High temperature thermodynamics of strongly interacting s-wave and p-wave Fermi gases in a harmonic trap

TL;DR

This paper develops a theoretical framework using the second order quantum virial expansion to analyze the high-temperature thermodynamics of strongly interacting s-wave and p-wave Fermi gases in harmonic traps, accounting for finite-range effects.

Contribution

It introduces a method to calculate the second virial coefficient for p-wave interactions in harmonic traps, extending previous s-wave studies and considering finite-range effects.

Findings

Second virial coefficient depends on scattering length and effective range.

Thermodynamics are significantly affected by finite-range interaction effects.

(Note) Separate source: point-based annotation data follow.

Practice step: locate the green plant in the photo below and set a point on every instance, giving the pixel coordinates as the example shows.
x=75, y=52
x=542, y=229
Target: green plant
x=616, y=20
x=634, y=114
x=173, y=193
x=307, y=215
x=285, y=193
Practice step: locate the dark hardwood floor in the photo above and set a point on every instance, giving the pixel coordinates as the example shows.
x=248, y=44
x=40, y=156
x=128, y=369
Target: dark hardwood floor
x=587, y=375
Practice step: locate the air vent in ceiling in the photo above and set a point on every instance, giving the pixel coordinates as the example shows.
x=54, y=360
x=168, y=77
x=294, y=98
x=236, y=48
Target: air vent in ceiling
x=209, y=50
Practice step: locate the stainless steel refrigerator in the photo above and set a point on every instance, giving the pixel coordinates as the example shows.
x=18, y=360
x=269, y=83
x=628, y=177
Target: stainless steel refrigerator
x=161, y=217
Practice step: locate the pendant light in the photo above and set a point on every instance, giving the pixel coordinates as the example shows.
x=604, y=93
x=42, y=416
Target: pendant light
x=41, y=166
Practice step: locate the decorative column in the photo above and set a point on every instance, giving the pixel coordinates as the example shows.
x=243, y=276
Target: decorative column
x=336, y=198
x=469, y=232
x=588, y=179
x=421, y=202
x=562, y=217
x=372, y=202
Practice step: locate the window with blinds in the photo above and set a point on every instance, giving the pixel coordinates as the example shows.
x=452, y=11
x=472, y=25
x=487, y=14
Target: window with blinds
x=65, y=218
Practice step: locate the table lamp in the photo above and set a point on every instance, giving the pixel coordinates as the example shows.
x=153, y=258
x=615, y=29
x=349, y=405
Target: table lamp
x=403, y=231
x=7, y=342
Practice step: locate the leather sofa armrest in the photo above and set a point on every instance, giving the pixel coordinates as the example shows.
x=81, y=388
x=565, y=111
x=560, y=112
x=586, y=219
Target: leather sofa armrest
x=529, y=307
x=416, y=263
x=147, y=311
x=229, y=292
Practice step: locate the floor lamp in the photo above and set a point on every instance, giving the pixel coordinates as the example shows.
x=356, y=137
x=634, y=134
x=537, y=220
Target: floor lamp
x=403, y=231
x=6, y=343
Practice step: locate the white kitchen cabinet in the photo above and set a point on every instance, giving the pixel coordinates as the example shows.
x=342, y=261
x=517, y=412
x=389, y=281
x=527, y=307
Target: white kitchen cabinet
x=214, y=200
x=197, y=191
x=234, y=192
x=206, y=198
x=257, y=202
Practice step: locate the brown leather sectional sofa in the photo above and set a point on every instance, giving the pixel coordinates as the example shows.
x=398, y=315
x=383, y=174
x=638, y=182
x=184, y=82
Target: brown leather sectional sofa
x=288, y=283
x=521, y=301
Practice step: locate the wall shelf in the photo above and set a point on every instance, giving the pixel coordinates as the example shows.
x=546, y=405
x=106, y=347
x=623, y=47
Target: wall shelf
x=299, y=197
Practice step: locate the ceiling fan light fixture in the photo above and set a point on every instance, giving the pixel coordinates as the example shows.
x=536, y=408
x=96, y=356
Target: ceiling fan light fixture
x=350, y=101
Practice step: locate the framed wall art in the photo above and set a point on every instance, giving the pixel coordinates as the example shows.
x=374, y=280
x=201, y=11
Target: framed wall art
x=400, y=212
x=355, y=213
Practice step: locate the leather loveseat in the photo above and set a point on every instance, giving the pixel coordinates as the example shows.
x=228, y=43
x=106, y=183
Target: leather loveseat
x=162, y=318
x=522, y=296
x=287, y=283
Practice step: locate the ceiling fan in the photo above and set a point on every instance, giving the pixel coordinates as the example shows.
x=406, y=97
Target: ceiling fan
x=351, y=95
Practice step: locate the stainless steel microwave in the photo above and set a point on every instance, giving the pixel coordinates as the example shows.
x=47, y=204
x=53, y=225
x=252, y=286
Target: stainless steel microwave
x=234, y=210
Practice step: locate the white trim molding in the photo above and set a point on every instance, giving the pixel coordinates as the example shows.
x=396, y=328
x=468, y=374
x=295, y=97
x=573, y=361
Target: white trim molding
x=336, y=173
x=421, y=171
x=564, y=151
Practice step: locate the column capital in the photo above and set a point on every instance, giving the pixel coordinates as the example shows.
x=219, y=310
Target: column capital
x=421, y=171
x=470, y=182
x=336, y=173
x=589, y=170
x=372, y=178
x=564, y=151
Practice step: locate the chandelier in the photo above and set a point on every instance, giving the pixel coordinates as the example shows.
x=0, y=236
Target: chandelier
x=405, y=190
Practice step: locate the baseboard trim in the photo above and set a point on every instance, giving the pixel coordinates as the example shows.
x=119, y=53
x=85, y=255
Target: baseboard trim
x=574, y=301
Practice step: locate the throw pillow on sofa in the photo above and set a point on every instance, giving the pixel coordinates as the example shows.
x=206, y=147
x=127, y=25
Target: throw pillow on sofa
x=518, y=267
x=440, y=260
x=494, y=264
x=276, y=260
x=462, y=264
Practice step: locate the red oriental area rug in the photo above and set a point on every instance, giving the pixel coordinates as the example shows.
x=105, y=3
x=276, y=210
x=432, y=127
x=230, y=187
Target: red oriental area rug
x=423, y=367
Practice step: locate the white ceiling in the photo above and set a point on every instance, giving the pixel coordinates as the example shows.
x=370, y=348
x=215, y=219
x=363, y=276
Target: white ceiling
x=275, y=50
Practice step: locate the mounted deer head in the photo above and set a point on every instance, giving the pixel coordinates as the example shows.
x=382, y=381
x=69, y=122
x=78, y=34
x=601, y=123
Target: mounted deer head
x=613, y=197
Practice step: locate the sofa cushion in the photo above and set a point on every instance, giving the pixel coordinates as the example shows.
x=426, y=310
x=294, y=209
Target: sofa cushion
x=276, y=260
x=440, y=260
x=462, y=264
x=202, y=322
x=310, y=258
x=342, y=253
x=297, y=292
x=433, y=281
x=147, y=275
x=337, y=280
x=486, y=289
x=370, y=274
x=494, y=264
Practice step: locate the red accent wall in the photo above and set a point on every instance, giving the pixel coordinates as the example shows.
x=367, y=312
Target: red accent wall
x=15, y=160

Results are relevant for high-precision experiments near p-wave Feshbach resonances.

Abstract

We theoretically investigate the high-temperature thermodynamics of a strongly interacting trapped Fermi gas near either s-wave or p-wave Feshbach resonances, using a second order quantum virial expansion. The second virial coefficient is calculated based on the energy spectrum of two interacting fermions in a harmonic trap. We consider both isotropic and anisotropic harmonic potentials. For the two-fermion interaction, either s-wave or p-wave, we use a pseudopotential parametrized by a scattering length and an effective range. This turns out to be the simplest way of encoding the energy dependence of the low-energy scattering amplitude or phase shift. This treatment of the pseudopotential can be easily generalized to higher partial-wave interactions. We discuss how the second virial coefficient and thermodynamics are affected by the existence of these finite-range interaction effects. The virial expansion result for a strongly interacting s -wave Fermi gas has already been proved very useful. In the case of p-wave interactions, our results for the high-temperature equation of state are applicable to future high-precision thermodynamic measurements for a spin-polarized Fermi gas near a p-wave Feshbach resonance.